日本では知らない人にむやみに話しかけちゃいけないらしい。
ニューヨークで歩いていると、本当によく通行人に話しかけられます。 人が、人に、話しかけている。
まず、世界を代表する観光都市でもあるため、道を聞かれない日がありません(たまにこちらが知らない場所も聞かれますが、せっかく聞いてくれているのだから、適当でも答えてあげるようにしています。 「Sorry, I don’t know.」というのがあまりに忍びなくて、この道をまっすぐ行って2つ目の角を左。 50メートルほど行ったら1つ目の角を右。 知らない場合はどこであってもそう答えるようにしています。 ホスピタリティの国の出身だし「Thank you!」という笑顔に、めいいっぱいの笑顔で「You’re welcome!」と返すようにしています )。
観光客だけでなく、現地のニューヨーカーにもよく聞かれます。 先日は黒人のおばちゃんに「このあたりで、カニ玉食べられる中華料理屋ある?」と、通りすがり。
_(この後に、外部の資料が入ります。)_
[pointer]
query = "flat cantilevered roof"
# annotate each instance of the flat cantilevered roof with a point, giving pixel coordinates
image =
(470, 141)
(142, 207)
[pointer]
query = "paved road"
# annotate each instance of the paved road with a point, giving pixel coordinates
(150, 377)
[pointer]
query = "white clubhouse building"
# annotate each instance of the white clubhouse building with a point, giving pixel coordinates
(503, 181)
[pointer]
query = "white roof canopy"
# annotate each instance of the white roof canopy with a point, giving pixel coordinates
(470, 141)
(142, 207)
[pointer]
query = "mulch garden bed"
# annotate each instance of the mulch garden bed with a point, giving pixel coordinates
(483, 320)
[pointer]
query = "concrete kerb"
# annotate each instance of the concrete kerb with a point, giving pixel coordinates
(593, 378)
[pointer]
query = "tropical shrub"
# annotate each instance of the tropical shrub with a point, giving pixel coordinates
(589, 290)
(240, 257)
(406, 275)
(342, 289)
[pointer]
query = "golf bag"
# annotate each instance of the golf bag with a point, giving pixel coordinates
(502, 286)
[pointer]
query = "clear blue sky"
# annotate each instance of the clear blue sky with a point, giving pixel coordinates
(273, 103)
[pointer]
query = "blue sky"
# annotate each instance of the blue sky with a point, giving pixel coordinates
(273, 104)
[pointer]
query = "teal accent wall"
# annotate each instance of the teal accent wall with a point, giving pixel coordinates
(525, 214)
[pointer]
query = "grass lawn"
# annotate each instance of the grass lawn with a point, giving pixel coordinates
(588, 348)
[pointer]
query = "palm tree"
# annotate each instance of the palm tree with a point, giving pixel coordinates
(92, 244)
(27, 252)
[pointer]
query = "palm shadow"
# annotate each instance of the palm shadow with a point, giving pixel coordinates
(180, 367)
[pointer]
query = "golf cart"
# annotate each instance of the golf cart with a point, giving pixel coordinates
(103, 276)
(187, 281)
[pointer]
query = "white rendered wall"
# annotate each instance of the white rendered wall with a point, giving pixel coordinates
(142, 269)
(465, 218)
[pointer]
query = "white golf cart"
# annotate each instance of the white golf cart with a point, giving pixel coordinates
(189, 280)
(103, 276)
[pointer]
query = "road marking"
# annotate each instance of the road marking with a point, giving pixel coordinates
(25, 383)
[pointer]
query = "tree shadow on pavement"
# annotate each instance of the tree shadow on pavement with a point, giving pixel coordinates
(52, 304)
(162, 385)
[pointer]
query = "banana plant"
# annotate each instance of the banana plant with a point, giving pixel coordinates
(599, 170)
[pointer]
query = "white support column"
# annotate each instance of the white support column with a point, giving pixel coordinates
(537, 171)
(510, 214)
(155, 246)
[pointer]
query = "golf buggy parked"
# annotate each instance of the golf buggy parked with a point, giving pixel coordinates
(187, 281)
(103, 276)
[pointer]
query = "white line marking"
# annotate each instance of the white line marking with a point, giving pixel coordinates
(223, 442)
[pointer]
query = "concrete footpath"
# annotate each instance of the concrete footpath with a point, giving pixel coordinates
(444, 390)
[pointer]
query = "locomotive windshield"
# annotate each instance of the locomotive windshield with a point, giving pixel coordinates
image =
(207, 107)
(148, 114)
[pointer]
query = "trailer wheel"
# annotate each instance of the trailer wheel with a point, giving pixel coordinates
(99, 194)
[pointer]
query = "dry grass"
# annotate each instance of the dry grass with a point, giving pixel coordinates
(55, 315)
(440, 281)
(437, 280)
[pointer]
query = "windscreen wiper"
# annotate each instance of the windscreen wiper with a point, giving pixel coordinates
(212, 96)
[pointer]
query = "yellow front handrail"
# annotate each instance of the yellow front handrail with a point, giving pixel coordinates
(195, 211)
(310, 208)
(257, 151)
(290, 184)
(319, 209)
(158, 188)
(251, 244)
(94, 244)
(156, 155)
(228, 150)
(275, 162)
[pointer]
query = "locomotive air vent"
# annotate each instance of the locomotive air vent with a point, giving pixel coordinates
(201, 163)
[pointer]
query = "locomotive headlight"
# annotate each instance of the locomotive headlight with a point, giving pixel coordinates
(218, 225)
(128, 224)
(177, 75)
メニューまでは知らんがな(笑)。 何より、オレ、中国人じゃない。
この人が何人(なにじん)だろう、まで考える間もなく、近くにいたアジア人に聞いてみる。 なぜならアタシは今、チャイニーズを食べたいから。 聞く理由は至ってシンプル。
これが日本だと、やっぱり挨拶なしにいきなり通りすがりの人に「ねぇ、このへんにイタリアンない? ピッツア食べたいんだけど。 できればマルガリータ」って聞くとやっぱり後で「今日ヘンな人に会った」と盛り上がられるんだろうなと思います。
以前、新宿駅で中年の女性に西武線の場所を聞かれました。 「あの〜、スイマセン…お忙しいところ申し訳ありません…」本題に入る前の枕詞が長い。 目が合った瞬間、カニ玉食べたいんだけど!って聞いてきた前述のオバサンとおそらく同世代の方だと思われます。 ものすごく恐縮されるので、本題がただの「道を教えてくれ」だとわかったときは、少し驚きました。
なるほど。 日本で人に道を聞く場合はここまで恐縮しなきゃいけないんだな。 たまたま知っていたので本当(笑)の道案内をしようと「あそこの階段を上がって1回、地上に出てもらって…」と説明前半部分で、「ああ!! ありがとうございます! ありがとうございます! 後は階段上がった時点で、また聞きますので…」とそのまま行ってしまいました。 頭を50回くらい下げながら。
僕の右手の人差し指はまだ階段の方向を指差したまま。 全行程の4分の1の時点で道案内は終わってしまいました(せっかく、今回は知ってたのにw)。